Alexander Shiyan

**Name of the Vulnerable Software and Affected Versions** Linux kernel version 6.11.0 **Description** A crash can occur in the Linux kernel when using polling in the probe error path of the tc358743 i2c driver. If an error occurs in the `probe()` function, the polling timer that was alarmed earlier should be removed to prevent the timer from being called with arguments that are already freed, resulting in a crash. The issue is related to the ` run timers()` function and can cause a crash with a warning message indicating a CPU error. **Recommendations** To resolve the issue, update the Linux kernel to a version that includes the fix for the crash in the probe error path when using polling. At the moment, there is no information about a newer version that contains a fix for this vulnerability.

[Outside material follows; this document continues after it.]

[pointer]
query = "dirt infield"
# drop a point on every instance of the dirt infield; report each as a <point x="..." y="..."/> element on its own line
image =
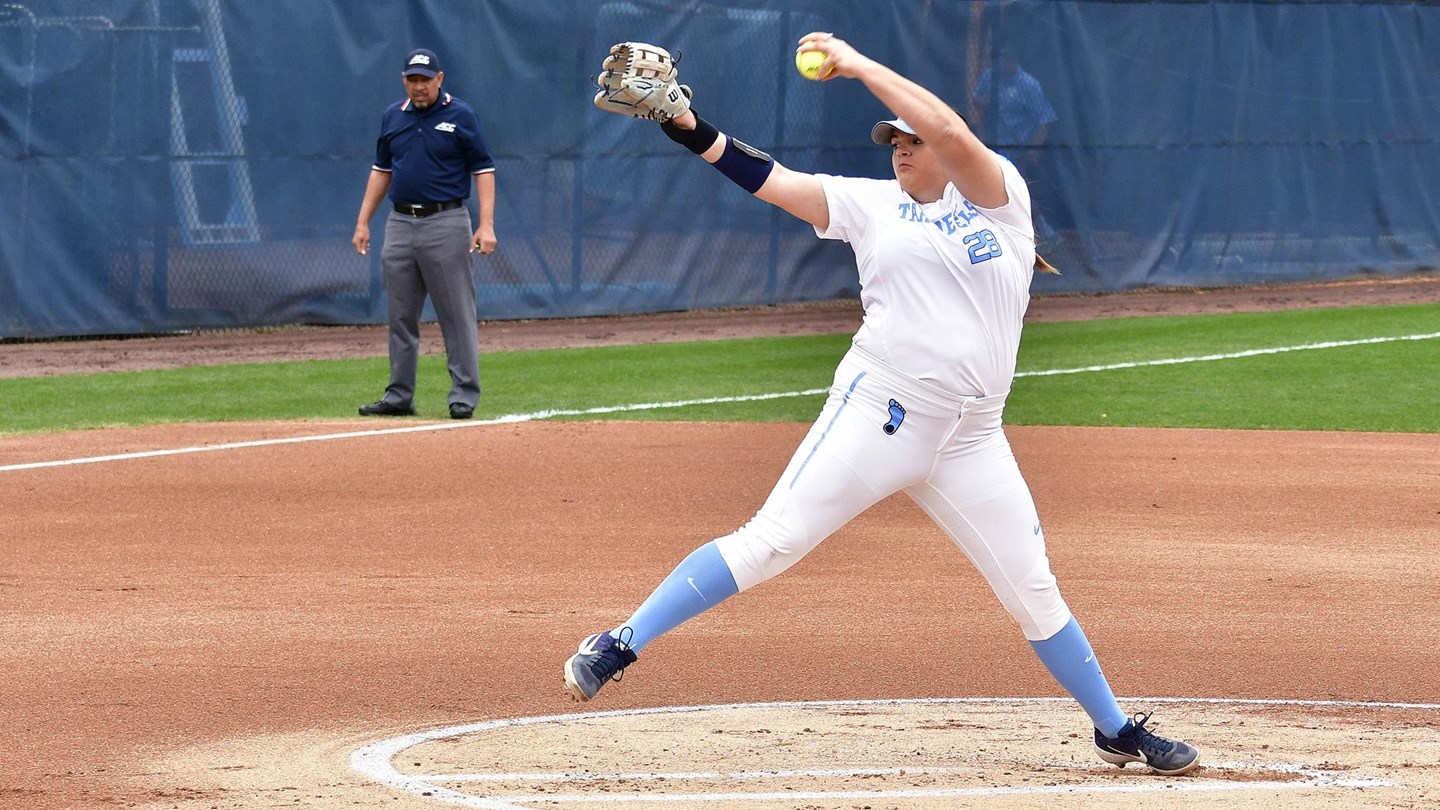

Name of the Vulnerable Software and Affected Versions: Linux kernel versions prior to 6.6.58 Description: A vulnerability in the Linux kernel has been resolved. The issue is related to the use of GPIO reset from I2C port expander, where the ` cansleep()` variant of GPIO functions was not used in the `ar0521 power on()` and `ar0521 power off()` functions. This vulnerability was fixed by using the `cansleep` version of `gpiod set value()`. The vulnerability is related to the `gpiod set value()` function and the `ar0521 power on()` and `ar0521 power off()` functions. Recommendations: To resolve the issue, update the Linux kernel to version 6.6.58 or later. As a temporary workaround, consider disabling the `ar0521 power on()` and `ar0521 power off()` functions until a patch is available. Restrict access to the vulnerable `gpiod set value()` function to minimize the risk of exploitation. Avoid using the `gpiod set value()` function in the affected API endpoints until the issue is resolved.